Fall is a perfect time for people to visit and try out a youth ministry or church. Lean into that! Find ways of encouraging youth to bring friends those first weeks when energy is high and the events are big and make an effort to connect and follow up with each visitor. So dream big dreams and plan wildly. I like to have a large kick-off event that is high profile and easy to invite people to. I have also done programs to be deliberate about bringing new people in and nurturing them in their faith. Fall is the season to do it, so take an opportunity to try something new, to do something huge or to double down on investing in the relational side of your ministry.

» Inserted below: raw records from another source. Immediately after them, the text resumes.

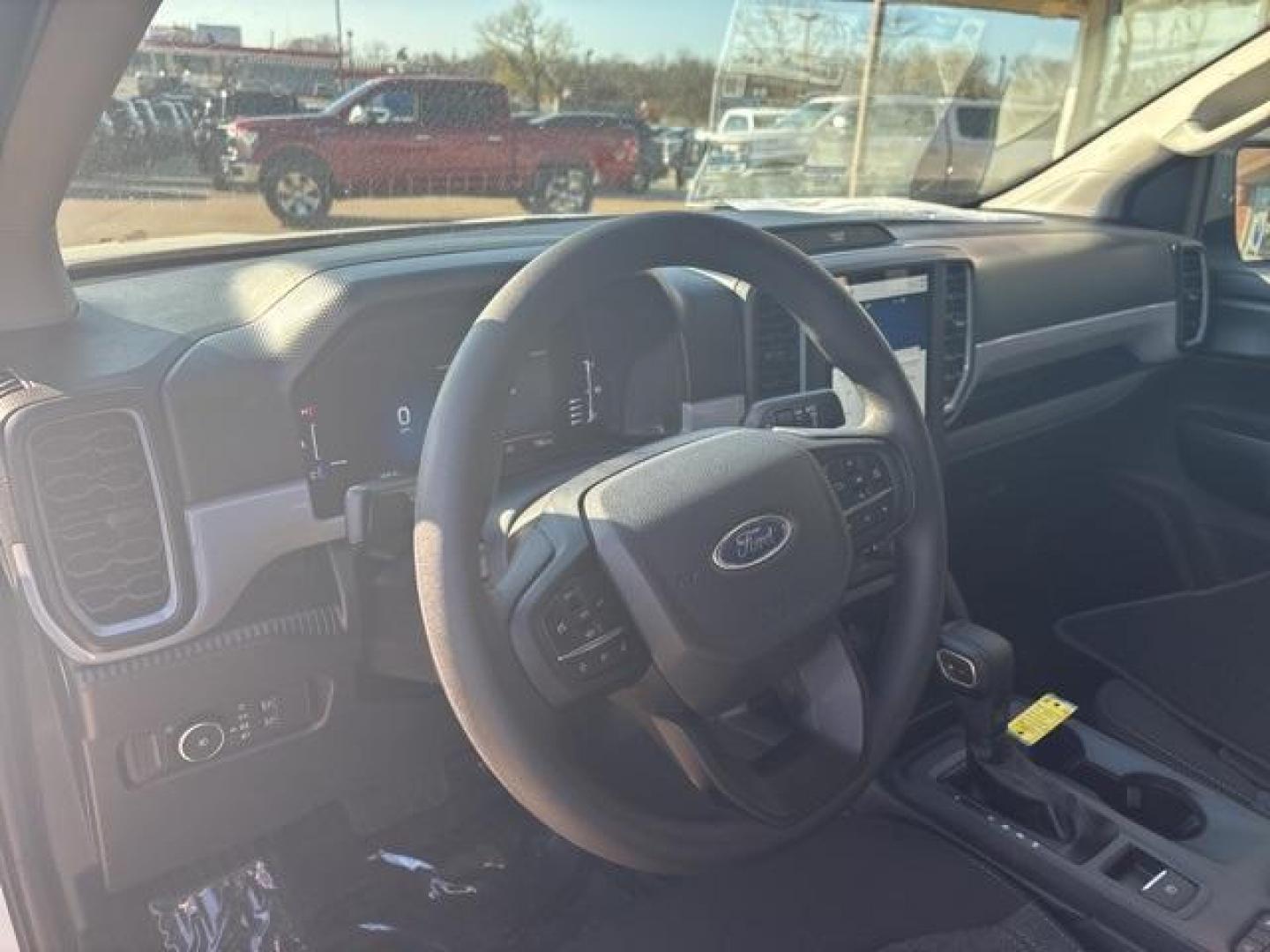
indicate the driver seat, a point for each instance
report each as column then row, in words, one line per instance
column 863, row 883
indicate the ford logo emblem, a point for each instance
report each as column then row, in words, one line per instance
column 753, row 542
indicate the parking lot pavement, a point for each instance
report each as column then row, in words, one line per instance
column 104, row 212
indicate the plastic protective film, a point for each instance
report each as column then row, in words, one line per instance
column 242, row 911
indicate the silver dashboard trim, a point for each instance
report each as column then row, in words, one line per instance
column 727, row 410
column 1148, row 331
column 231, row 541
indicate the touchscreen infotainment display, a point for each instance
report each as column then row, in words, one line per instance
column 900, row 303
column 900, row 308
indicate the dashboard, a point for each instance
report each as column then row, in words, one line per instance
column 609, row 377
column 362, row 407
column 224, row 418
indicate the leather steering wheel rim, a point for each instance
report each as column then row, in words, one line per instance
column 516, row 733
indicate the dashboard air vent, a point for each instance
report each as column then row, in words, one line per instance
column 1192, row 305
column 101, row 516
column 11, row 383
column 778, row 351
column 957, row 333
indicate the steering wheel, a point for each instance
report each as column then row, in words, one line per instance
column 695, row 585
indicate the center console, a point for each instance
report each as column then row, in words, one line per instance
column 1087, row 820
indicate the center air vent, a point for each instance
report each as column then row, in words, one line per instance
column 776, row 352
column 101, row 517
column 957, row 334
column 1192, row 303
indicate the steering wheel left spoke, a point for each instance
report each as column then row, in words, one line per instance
column 870, row 479
column 568, row 628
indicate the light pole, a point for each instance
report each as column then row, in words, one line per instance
column 808, row 18
column 340, row 48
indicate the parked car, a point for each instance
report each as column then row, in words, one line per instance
column 750, row 120
column 932, row 147
column 175, row 135
column 407, row 135
column 683, row 147
column 131, row 135
column 623, row 147
column 101, row 152
column 224, row 108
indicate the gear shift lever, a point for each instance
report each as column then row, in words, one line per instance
column 979, row 666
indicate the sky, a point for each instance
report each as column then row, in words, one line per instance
column 635, row 28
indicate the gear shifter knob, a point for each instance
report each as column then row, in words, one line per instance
column 979, row 666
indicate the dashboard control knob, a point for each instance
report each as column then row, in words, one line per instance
column 201, row 741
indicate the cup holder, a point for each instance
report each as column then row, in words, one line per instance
column 1159, row 804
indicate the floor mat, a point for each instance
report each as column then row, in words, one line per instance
column 1204, row 655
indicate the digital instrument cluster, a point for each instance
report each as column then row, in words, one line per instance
column 363, row 409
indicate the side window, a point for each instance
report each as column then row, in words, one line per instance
column 392, row 107
column 1252, row 202
column 902, row 121
column 461, row 107
column 977, row 122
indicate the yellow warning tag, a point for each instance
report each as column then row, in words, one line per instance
column 1041, row 718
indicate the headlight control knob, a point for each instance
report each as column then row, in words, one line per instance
column 201, row 741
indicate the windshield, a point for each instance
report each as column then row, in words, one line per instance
column 807, row 115
column 236, row 120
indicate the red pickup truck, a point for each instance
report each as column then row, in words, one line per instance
column 418, row 135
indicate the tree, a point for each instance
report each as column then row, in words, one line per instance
column 531, row 52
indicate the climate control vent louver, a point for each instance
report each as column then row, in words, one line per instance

When you have new youth visit, be sure to use their names early and often. If possible, I try to say their names 3 times in that introductory conversation. That way, when I see them next, I remember their names and can use it when speaking to them.
WALK, DON’T RUN.
Remember that even with the influx of new people, a renewed energy and intensity in the ministry, and all the cool new things you are trying and loving that the youth are now doing more difficult and time-consuming work at school. Schedules usually get more and more rigorous with each grade, and when you add the jobs, extracurricular activities and sports that become more and more time consuming, remember that youth ministry should support the lives of teenagers, not cause them to implode. Ideally, every youth would be at worship on Sunday morning, choir on Wednesday night, start a small group on Tuesdays and of course be at youth group Sunday evenings. But, since they are human, they have other cool stuff going on. Support them in those things. Go to football games. Attend long choir concerts. Find out what glee club even is and go to that, too. Make sure your teens know that you are there when they need you, even if they’ve been at rehearsal for the school play the last month.
When a new period begins, it’s an opportunity to remind the youth of your call and commitment to them, the ministry and God. Take a moment to tell them that you promise that they will get your best because you were called to serve them and Jesus. It’s a great way to set a tone of joy and hope within the meeting and ministry, but it also is a reminding moment for us as youth leaders as to why we do this. We have been called to the crazy, unpredictable, often-frustrating, never boring and always fulfilling thing that is youth ministry. It is a privilege and honor, and the youth should know that you understand that.
The shift is hardest when you’ve taken a summer off, but even with a consistent program, these tips will help you have a great fall season and prepare you to build something new and exciting. If it’s not already, I hope this helps make the back-to-school season one of your favorites.